Outside the Hawaiian House, Theresa stopped. Like a poor dumb beast. I said, “I’m parked a little way off. By Dorchester …” I tugged at her arm, then guided her along like one blind. She kept her gaze on her coat buttons.

“It’s a beautiful night for a change,” I said. There was indeed a sky overhead that was purple and practically glowing. “It’s getting a little warmer,” I added. “That should be a help …”

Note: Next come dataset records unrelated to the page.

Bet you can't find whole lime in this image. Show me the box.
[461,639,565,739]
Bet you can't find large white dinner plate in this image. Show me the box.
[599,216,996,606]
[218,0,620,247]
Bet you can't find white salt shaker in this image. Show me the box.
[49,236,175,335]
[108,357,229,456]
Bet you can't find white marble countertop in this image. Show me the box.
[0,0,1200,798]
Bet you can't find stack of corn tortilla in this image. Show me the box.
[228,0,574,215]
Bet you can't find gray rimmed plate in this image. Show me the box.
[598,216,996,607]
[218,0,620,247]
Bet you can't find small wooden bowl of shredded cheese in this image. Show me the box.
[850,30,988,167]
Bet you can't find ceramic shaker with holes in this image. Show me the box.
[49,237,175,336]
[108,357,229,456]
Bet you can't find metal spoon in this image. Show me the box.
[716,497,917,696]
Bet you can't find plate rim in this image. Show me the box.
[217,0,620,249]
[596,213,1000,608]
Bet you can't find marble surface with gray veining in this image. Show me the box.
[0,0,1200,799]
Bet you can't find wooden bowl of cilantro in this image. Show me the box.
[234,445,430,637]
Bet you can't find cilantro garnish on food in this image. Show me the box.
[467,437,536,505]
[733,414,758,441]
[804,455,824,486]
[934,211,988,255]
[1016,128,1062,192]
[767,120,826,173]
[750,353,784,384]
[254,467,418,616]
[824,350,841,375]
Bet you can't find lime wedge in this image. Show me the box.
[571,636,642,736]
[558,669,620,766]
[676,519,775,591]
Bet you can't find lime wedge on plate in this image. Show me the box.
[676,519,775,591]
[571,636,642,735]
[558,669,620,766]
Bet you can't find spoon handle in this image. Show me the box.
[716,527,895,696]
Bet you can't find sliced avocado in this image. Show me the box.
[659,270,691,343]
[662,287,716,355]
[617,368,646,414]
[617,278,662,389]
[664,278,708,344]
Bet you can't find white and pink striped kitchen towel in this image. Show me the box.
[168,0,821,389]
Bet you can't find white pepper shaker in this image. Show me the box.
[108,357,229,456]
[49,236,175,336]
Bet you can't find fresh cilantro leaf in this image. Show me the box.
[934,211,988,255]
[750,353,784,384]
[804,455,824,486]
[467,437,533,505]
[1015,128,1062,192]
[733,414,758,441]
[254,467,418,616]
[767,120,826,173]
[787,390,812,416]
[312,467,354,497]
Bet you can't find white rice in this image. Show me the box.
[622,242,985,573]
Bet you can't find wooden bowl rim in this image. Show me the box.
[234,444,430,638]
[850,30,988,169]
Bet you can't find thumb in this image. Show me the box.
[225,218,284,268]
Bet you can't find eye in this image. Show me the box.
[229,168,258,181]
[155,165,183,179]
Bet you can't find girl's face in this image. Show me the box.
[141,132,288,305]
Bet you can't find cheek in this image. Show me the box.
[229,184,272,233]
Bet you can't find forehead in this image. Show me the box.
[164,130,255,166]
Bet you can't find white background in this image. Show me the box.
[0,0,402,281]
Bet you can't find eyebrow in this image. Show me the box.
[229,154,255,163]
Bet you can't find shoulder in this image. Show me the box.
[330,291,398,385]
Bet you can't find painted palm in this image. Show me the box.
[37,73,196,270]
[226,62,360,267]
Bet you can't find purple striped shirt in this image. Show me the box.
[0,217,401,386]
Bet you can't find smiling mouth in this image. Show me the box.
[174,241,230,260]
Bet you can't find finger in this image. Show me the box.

At last we made it to the car; I unlocked the door and helped her in. The overhead light spread like some watery dime-store paint over her plain, dull face. I closed the door for her and then walked around to the other side, in a kind of stupor too, for I was wondering if it made life more sensible, or less, to think that it was toward the alleviation of this girl’s suffering that all the rest of us had been struggling — Paul, Libby, Martha, myself — these many months and years.

картинка 74

I took Theresa Haug to a restaurant on the lake shore where, to offset the sugary Muzak piped into the dining room, the walls were hung with lurid paintings of the Chicago fire. The combination of music and art impressed me as ghoulish and antisocial, but the place was quiet and close by, and it had soft lighting and a view of the lake. Theresa could have dinner and we two could accomplish our business, all by candlelight.